Optionality equals antifragility.

Having plenty of choices (and being able to choose the best one) equals anti-fragility. For example, speaking 4 major world languages is a large advantage when traveling internationally compared to speaking just one. So is having multiple passports. Income streams from different sources and countries is even better. Having 3 potential dates is preferable to 2, which is better than 1, which is too close to zero. Having a car, motorcycle, and bicycle allows one to travel in a wider variety of ways, to further or more obscure corners than simply having one option, and have a wider range of experiences. Add access to a helicopter and now you have extreme optionality.

Having options that others don’t put one at a distinct advantage, especially during unforeseen circumstances.

3) Skin in the Game

A major problem today is that we listen to people who don’t have ‘skin in the game.’ Too, the people who make decisions (typically unelected, career bureaucrats) have nothing to lose if they are wrong. They've effectively transferred risk onto others; created antifragility for themselves at the cost of creating more fragility for those they lead, represent, or administrate over.

In primitive societies, leaders were not only expected to sacrifice, but they would be held personally accountable for misfortune.

Ask yourself, when was the last time a political leader was held to account for the harm they caused their own constituency? Typically, even if corrupt leaders are voted out of office, they exit their public careers as multi-millionaires and immediately enter into the private sector as highly paid consultants. Plainly stated, “democratic” politicians – along with a whole strata of executives, directors, and upper managers, are fragilista scam artists without real skin in the game.

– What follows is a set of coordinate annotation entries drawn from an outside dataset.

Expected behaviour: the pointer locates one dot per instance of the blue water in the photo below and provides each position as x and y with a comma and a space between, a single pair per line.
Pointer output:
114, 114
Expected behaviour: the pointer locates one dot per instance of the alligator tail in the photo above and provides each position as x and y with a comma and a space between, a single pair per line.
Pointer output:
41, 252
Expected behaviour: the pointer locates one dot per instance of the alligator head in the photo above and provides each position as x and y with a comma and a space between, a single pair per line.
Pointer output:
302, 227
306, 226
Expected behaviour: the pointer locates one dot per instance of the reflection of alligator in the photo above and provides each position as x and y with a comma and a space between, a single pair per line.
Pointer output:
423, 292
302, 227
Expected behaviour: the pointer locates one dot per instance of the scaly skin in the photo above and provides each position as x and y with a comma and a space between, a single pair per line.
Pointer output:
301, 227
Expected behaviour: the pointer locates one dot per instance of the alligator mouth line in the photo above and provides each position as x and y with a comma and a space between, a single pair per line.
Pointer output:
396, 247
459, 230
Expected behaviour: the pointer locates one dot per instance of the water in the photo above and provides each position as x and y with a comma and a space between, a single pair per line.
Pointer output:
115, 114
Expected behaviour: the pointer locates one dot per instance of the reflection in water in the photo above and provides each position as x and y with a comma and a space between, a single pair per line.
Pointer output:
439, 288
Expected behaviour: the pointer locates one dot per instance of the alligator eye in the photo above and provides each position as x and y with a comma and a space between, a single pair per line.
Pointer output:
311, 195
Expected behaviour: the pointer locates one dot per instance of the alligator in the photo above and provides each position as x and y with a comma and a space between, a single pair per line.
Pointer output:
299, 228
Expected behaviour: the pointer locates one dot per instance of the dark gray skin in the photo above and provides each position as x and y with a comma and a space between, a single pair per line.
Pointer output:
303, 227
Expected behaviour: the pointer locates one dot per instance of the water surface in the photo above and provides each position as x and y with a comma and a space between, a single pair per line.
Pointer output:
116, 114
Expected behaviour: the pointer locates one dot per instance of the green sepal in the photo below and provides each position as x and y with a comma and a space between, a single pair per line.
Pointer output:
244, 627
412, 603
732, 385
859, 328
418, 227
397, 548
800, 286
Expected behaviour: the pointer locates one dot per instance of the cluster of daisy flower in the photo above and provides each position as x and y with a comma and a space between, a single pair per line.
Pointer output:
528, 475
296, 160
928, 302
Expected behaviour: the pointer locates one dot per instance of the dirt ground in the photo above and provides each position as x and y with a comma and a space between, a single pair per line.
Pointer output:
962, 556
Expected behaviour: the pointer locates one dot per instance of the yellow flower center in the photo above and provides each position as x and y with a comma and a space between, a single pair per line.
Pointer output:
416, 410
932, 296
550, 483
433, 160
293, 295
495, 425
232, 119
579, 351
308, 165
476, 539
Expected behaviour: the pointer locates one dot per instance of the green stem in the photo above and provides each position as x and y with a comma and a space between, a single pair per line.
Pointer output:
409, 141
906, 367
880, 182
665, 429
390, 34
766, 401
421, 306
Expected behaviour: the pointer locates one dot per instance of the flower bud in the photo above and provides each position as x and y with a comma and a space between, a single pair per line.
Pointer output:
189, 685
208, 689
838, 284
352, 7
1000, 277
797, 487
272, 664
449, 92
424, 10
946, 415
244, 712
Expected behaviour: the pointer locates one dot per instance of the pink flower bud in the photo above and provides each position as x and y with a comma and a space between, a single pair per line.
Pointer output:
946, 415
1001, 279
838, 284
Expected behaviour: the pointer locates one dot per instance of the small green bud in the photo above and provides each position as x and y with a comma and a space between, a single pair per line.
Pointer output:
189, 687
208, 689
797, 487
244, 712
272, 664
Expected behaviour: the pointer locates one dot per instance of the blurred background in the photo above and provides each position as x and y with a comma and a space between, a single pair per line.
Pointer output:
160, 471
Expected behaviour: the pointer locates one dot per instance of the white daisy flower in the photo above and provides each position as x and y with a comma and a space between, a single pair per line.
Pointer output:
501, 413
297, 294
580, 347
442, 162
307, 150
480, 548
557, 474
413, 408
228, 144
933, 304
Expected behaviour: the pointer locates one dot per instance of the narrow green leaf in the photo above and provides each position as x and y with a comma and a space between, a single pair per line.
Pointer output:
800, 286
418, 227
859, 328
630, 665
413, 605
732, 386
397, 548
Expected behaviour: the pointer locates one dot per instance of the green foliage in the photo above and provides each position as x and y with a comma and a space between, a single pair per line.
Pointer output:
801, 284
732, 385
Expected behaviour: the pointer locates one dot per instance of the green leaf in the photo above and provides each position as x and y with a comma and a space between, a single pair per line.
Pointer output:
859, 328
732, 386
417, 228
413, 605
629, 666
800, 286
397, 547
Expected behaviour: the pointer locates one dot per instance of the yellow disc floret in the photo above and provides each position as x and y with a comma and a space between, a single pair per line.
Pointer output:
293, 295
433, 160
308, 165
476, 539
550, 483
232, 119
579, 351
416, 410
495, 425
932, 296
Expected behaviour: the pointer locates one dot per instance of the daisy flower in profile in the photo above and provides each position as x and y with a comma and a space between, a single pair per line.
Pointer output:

This has two practical philosophical implications.

Firstly and most obviously, take with a grain of salt the loudly proclaimed opinions of those who have little to lose by being wrong.

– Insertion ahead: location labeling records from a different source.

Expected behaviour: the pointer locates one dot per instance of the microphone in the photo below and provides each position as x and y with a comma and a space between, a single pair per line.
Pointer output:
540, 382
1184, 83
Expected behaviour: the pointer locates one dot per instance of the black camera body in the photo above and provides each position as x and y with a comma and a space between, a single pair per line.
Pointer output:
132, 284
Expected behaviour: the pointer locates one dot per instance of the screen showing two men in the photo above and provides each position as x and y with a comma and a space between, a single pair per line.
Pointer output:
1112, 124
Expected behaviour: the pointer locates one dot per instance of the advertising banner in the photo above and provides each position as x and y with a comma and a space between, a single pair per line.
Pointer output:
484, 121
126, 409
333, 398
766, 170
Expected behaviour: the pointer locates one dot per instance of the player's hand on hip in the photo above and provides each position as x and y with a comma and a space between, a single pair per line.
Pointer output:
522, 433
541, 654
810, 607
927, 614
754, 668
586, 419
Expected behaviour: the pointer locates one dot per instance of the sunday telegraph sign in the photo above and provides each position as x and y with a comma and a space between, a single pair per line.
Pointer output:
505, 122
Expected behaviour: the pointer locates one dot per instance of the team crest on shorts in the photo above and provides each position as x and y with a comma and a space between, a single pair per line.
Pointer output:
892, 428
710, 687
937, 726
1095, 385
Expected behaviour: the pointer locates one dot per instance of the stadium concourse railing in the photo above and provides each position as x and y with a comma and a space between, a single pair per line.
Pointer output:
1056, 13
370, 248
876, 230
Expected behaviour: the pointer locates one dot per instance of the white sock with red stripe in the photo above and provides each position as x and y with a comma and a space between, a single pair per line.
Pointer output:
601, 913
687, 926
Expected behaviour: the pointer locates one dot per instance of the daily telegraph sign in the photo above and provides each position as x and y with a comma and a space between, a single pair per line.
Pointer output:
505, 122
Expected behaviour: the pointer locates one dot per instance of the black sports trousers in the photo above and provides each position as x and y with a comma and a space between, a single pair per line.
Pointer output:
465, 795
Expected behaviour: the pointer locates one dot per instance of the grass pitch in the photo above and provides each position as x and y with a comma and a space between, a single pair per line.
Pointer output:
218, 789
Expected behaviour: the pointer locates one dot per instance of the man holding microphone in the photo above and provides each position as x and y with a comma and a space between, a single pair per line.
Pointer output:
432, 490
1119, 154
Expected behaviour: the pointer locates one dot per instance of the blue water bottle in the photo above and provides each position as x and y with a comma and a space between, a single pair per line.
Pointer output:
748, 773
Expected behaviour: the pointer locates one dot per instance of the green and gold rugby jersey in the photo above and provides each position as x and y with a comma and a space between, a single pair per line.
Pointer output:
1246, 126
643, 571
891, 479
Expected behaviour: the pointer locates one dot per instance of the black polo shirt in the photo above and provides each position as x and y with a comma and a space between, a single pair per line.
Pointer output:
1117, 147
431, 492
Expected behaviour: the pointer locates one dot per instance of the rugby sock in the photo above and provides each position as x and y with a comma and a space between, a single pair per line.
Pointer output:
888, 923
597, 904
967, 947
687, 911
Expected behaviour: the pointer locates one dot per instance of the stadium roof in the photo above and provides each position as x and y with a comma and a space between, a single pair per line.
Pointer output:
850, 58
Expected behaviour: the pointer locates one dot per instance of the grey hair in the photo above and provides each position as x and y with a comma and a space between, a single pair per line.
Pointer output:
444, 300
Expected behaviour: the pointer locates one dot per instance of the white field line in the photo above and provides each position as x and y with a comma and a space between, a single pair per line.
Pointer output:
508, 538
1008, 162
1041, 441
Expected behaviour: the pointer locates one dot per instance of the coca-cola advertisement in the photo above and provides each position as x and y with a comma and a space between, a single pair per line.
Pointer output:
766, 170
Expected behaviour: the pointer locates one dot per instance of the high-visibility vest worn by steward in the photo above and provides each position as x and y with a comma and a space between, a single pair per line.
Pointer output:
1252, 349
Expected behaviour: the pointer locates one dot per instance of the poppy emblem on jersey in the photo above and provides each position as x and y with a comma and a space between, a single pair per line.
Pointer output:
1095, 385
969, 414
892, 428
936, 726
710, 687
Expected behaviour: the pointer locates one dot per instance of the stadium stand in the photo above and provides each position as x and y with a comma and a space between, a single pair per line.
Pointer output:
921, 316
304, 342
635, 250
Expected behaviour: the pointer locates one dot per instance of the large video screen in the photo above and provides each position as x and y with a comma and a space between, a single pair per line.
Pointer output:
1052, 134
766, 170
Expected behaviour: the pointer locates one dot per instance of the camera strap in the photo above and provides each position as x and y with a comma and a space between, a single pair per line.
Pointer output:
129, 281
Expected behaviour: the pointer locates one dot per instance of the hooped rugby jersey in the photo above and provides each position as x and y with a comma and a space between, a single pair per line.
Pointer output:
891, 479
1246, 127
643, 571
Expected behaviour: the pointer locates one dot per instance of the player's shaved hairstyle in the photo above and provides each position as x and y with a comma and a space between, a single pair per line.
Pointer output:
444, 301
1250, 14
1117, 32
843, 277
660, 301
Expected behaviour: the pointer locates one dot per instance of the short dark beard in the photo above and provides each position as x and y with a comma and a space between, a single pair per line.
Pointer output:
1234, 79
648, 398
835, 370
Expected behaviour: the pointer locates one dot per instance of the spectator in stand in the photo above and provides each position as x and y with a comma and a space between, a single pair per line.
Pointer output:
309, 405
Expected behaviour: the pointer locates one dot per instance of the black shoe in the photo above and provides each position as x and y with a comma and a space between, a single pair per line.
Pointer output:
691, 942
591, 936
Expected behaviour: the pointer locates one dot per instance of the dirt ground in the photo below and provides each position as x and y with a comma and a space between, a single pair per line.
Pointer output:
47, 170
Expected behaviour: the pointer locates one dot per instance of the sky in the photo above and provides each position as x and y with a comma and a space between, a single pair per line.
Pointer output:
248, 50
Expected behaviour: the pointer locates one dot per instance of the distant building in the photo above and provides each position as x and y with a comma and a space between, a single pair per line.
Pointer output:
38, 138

Secondly and inversely, understand what skin in the game means when receiving information. When someone does advocate a position, you should find out if they stand to gain from their position being adopted on a wider scale or from you buying into it.

By this heuristic, we'd be immediately skeptical of single middle-aged women who decry the supposed crime of older guys dating younger girls, or tattoo artists who say that having tattoos looks cool.

4) Via Negativia

Often, improvement comes not through addition, but through subtraction. In effect, if we are trying to cure heart disease, a better route is to eliminate junk food, not add medication.

Optionality and back up systems can build redundancy, which is good. Our bodies are based on it. Having two hands (eyes, kidney, etc) is obviously better than having one. This is a useful evolutionary adaption.

But having too much useless stuff can create a fragilizing asymmetry.

Someone with a large house and corporate job has little to gain and much to lose compared with the poorer entrepreneur in a small apartment.

Traveling with suitcases full of clothes and personal items necessarily limits speed and mobility, especially when surprise factors or problems - volatility - arise.

Massive size and excess often create fragility; things can be more a liability than optionality.

Therefore, it's often better to eliminate (or substitute) that which is bad, unuseful, or harmful, rather than try to add something else to compensate for it.

5) Interventionism and Iatrogenics

Naive interventionism creates fragility – or even larger harm.

The overuse of hand sanitizers weakens the immune system by depriving it of opportunities to fight of bacteria in small doses, all while allowing your skin to constantly absorb toxic chemicals. Helicopter parents create manlets like Ben Shapiro.

Medication and hospitals can kill you.

Simply put, short-sighted measures to protect oneself from stress and volatility create bigger problems down the road.

Conclusions

Embrace discomfort to build antifragility.

Create and utilize asymmetry and optionality. Eliminate the true source of harm and unhappiness instead of adding more junk. Understand the importance of skin in the game. Avoid well-intended but harmful interventionism.

Better yet, lead a life of personal strength, wisdom, skill, vitality, and virtue.